Figure 1. Loss of MT acetylation delays apical insertion.

(A and B) Side projections of intercalating control and Tub-GFP-HDAC6 OE MCCs fixed and stained with phalloidin and α-beta tub (A) or α-acetylated (α-acetyl.) tub. (B).

(C and D) Quantification of beta tub (C) and of acetyl. tub (D) in control and HDAC6 OE MCCs. Fluorescence was normalized relative to control (uninjected) MCCs in mosaic embryos for each experiment.

(E) Z-projections of embryos mosaically injected with Tub-GFP or Tub-GFP-HDAC6 DNA and phalloidin to assay apical insertion.

(F) Quantification of the percentage of MCCs apically inserted at each stage.

(G and H) Side projections of intercalating Pen-CAMSAP1-Par6 and Pen-CAMSAP1-Par6 + HDAC6 OE ICs stained with α-FLAG, phalloidin, and α-beta tub (G) or α-acetyl. tub (H).

(I and J) Quantification of beta tub (I) or acetyl. tub (J) in CAMSAP1-Par6 and CAMSAP1-Par6 + HDAC6 OE ICs. Fluorescence was normalized relative to (control) ICs expressing only CAMSAP1-Par6 in mosaic embryos for each experiment.

(K) Z-projections of embryos mosaically injected with Pen-RFP and HDAC6-FLAG DNA and CAMSAP1-Par6 mRNA and stained with α-FLAG and phalloidin to assay apical insertion.

(L) Quantification of the percentage of ICs apically inserted at each stage.

For all bar graphs (F and L), bars represent the average and error bars indicate SD; for all box-and-whisker plots (C, D, I, and J), the box represents 25%–75% range, the line is the median, and the whiskers represent the total change; and *p < 0.05, **p < 0.01, ***p < 0.001.

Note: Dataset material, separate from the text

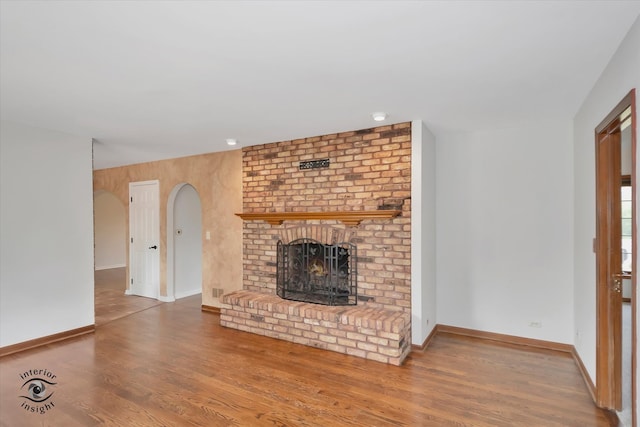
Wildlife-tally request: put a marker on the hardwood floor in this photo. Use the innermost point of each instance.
(174, 365)
(110, 301)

Analysis includes n > 80 cells from at least 6 embryos per condition (C), n > 60 cells from at least 5 embryos per condition (D), n > 175 cells from at least 9 embryos per condition and ST (F), n > 15 cells from at least 5 embryos per condition (I), n > 25 cells from at least 7 embryos per condition (J), and n > 50 cells from at least 9 embryos per condition/time point (L). Scale bars in (A), (B), (G), and (H) represent 5 μm and in (E) and (K) represent 10 μm.